Another way that educators contribute to the cognitive growth of infants and toddlers is through the emotional support they provide (Jamison et al., 2014). Emotional support is afforded by the educator's responsiveness to young children's interests and needs (including each child's individual temperament), the educator's development of warm relationships with children, and the educator's accessibility to help when young children are exploring on their own or interacting with other children (Thompson, 2006). Emotional support of this kind is important not only as a positive accompaniment to the task of learning but also as an essential prerequisite to the cognitive and attentional engagement necessary for young children to benefit from learning opportunities. Because early capacities to self-regulate emotion are so limited, a young child's frustration or distress can easily derail cognitive engagement in new discoveries, and children can lose focus because their attentional self-regulatory skills are comparably limited. An educator's emotional support can help keep young children focused and persistent, and can also increase the likelihood that early learning experiences will yield successful outcomes. Moreover, the secure attachments that young children develop with educators contribute to an expectation of adult support that enables young children to approach learning opportunities more positively and confidently. Emotional support and socioemotional development are discussed further later in this chapter.

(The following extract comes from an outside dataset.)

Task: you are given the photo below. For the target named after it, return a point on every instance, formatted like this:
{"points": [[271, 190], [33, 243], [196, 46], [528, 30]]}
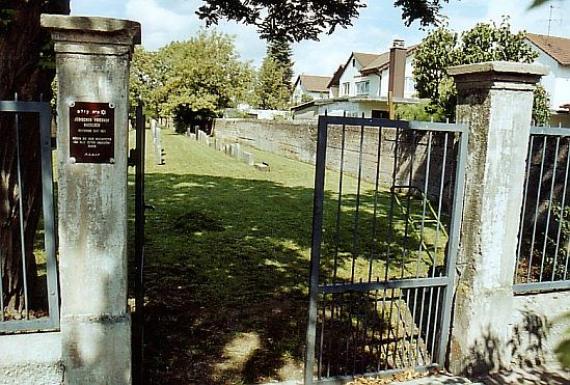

Conversely, when educators practice in a way that is cognizant of the cognitive progress of children at this age, they can more deliberately enlist the preschool child's existing knowledge and skills into new learning situations. One example is interactive storybook reading, in which children describe the pictures and label their elements while the adult and child ask and answer questions of each other about the narrative. Language and literacy skills also are fostered at this age by the adult's use of varied vocabulary in interaction with the child, as well as by extending conversation on a single topic (rather than frequently switching topics), asking open-ended questions of the child, and initiating conversation related to the child's experiences and interests (Dickinson, 2003; Dickinson and Porche, 2011; Dickinson and Tabors, 2001). In each case, dialogic conversation about text or experience draws on while also extending children's prior knowledge and language skills. Language and literacy skills are discussed further in a subsequent section of this chapter, as well as in Chapter 6.
Another implication of these cognitive changes is that educators can engage preschool children's intentional activity in new learning opportunities. Children's interest in learning by doing is naturally suited to experimental inquiry related to science or other kinds of inquiry-based learning involving hypothesis and testing, especially in light of the implicit theories of living things and physical causality that children bring to such inquiry (Samarapungavan et al., 2011). In a similar manner, board games can provide a basis for learning and extending number concepts. In several experimental demonstrations, when preschool children played number board games specifically designed to foster their mental representations of numerical quantities, they showed improvements in number line estimates, count-on skill, numerical identification, and other important quantitative concepts (Laski and Siegler, 2014).